The second section of the Paper is devoted to the regulatory obstacles created in Europe, preventing free access by new products to the market on the pretext of consumer protection. Under pressure from the “precautionary principle” and what may be called the “zero risk” culture, administrative procedures for authorisation have been instituted in many areas. The obstacles to market access for pharmaceutical products and chemicals (with the REACH directive in Europe) are analysed. By reversing the burden of the proof as to whether a new product is without potential risks, these procedures end up being hostile to innovation, putting a much heavier load on the shoulders of innovating companies than what caution and respect for property rights would dictate in a market economy.
In the third and final part, the Paper analyses two other public policies that are unfavourable to innovation and that apply once new products have reached the market.
This is true of policies to contain healthcare spending, applied to pharmaceutical products in various forms in European countries (price controls, bureaucratisation of drug use, quantitative restrictions, etc.). The prospect of seeing the prices of future products submitted to increasingly tight downward controls and of having to negotiate prices with administrations that have financial cost containment as their priority is a major added risk for innovating companies in their sector. This contributes inevitably to increasing the uncertainty that surrounds innovation. Interest in pursuing innovation is necessarily diminished by it.
The second case studied in the Paper is that of antitrust policy in Europe.
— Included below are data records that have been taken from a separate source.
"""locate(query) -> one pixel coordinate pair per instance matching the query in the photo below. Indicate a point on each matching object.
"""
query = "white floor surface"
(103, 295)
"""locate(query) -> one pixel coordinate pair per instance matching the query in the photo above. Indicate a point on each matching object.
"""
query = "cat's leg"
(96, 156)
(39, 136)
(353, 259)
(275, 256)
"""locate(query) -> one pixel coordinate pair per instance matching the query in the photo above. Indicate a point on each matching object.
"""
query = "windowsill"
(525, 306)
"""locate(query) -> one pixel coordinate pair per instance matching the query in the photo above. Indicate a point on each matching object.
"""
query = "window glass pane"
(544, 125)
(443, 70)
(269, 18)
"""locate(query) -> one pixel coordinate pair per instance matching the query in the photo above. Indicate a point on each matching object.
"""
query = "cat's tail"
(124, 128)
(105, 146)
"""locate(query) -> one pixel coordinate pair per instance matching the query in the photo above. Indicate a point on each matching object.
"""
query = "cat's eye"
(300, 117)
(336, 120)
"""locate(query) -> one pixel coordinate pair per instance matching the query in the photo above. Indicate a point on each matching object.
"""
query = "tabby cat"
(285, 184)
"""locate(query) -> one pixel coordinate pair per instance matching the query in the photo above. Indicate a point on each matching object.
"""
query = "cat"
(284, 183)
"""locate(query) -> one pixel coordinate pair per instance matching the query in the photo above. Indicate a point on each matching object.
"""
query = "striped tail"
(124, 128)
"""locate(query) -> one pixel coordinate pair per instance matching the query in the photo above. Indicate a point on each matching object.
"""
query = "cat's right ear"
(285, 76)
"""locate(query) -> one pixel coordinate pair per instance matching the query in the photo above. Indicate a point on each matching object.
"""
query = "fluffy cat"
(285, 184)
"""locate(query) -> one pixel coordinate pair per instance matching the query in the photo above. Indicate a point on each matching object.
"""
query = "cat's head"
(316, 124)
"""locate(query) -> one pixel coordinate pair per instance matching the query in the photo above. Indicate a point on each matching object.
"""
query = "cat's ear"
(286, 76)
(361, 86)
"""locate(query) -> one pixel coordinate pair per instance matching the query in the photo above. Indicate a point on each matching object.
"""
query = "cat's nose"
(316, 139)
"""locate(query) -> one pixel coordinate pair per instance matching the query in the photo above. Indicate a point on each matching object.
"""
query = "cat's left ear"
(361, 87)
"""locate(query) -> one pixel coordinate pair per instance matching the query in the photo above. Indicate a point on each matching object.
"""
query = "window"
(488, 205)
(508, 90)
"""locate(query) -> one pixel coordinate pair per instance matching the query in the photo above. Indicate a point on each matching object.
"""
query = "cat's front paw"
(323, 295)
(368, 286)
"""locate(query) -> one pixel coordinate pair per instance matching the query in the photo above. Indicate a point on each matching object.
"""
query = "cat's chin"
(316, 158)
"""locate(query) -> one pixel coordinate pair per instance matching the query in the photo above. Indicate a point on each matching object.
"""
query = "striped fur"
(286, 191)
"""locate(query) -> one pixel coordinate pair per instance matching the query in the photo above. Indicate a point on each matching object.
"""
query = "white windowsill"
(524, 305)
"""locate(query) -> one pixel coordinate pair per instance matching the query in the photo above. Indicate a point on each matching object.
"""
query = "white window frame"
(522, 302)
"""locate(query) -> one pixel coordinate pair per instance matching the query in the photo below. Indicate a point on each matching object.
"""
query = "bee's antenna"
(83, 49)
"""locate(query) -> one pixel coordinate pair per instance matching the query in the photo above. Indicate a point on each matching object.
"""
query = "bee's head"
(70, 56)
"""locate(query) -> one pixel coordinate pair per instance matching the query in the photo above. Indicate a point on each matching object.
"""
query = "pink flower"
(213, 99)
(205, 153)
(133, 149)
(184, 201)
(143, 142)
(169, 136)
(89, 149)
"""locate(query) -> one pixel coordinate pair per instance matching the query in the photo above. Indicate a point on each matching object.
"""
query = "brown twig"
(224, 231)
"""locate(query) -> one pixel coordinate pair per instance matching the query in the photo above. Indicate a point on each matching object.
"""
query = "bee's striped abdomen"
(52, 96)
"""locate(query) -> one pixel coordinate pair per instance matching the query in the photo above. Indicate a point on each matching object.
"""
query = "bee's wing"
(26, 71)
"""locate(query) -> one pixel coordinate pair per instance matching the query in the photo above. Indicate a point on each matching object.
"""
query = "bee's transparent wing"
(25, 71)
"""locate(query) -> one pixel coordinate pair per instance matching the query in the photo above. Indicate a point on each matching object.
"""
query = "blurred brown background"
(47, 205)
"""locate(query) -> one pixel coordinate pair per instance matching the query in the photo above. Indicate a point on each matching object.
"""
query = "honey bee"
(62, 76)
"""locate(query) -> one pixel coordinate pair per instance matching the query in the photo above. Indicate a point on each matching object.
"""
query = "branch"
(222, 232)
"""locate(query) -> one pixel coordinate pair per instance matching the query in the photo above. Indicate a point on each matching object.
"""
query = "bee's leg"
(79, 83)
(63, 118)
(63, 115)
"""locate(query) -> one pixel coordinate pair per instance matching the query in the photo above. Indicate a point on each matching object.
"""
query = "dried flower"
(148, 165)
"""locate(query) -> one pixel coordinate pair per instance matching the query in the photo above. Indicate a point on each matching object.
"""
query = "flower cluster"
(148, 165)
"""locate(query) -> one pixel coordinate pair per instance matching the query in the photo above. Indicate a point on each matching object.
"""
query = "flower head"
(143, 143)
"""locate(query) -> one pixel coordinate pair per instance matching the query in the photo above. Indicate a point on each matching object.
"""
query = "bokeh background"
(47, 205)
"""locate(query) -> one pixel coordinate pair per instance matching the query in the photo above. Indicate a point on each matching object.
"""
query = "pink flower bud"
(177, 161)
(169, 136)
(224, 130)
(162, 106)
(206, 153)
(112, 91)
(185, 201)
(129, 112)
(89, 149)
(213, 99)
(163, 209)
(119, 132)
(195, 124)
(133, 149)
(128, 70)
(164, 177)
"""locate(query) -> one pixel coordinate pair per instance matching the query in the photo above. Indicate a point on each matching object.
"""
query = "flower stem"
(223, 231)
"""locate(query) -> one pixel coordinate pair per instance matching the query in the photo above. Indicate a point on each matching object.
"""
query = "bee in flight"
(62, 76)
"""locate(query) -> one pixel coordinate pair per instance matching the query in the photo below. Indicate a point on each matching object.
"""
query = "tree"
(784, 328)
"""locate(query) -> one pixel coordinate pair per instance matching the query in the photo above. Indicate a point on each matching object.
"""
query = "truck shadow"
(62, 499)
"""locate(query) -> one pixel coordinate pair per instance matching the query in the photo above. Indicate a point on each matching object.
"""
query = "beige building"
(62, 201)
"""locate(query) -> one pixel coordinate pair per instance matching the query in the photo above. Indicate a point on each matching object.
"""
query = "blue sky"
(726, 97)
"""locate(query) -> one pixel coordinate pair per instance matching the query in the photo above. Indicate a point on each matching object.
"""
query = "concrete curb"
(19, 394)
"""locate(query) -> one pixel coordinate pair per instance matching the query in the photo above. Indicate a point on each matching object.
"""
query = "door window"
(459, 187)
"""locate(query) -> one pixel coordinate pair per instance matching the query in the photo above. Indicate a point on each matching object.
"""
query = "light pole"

With their innovative character and greater consumer satisfaction, innovating companies are acclaimed by consumers and can thereby achieve a “dominant position.” However, regardless of the origin of a company’s market “dominance” – which can arise naturally from efforts to innovate – anti-trust policy is unfavourable to innovation by its mere presence and the sanctions it imposes on such companies. The examples presented involve sectors as varied as the computer, software and Internet field (Microsoft, Intel and Google, among others), telecommunications and, again, pharmaceutical products.
The Paper concludes that it is all the more important to analyse the effects of these public policies on R&D and innovation because they are not directly perceptible and it may take many years or even decades for their negative impacts to show up fully. European economies and standards of living have been built on yesterday’s innovating efforts. We should be careful not to reverse this trend by penalising present and future innovation!